Goddess of Reason, The. Many writers give a solemn warning to our age, with its increasing substitution of reason and science for faith, by vague and totally inaccurate references to the horrors into which, they say, the French Revolution plunged after setting up a Goddess of Reason in the Catholic cathedral at Paris. They do not seem to be aware of the fact, which not a single history of the time omits, that the chief author of the Reign of Terror was a man, Robespierre, who believed firmly in God, loathed Atheism, and, as soon as he could, replaced the voluntary cult of Reason and Liberty by a compulsory cult of the Supreme Being.
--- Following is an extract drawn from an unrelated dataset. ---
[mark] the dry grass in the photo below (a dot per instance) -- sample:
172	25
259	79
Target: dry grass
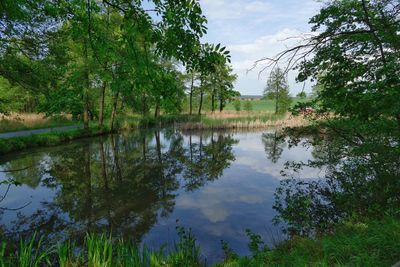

We have seen, however, in various articles
[Feast of Reason; French Revolution; etc.] that all historians agree that what happened in the Feast of Reason and Liberty in Notre Dame is very falsely represented in religious literature. There was no goddess," no use of the cathedral-altar, the lady (not a prostitute) who took the chief part symbolized Liberty not Reason, and the pageant was entirely decorous and impressive. See the above articles and Prof. Aulard's
Culte de la raison (1892).
Lafayette, the Marquis Marie Jean Paul Roch Yves Gilbert (1757-1834), French soldier. No Frenchman is more honoured in America, since he served, as a general, in the army of liberation. He was one of the moderate leaders of the French Revolution, and left France when it became more violent. He served again under Napoleon, and after the Restoration sat in the Extreme Left in the Chambre. He was a Deist.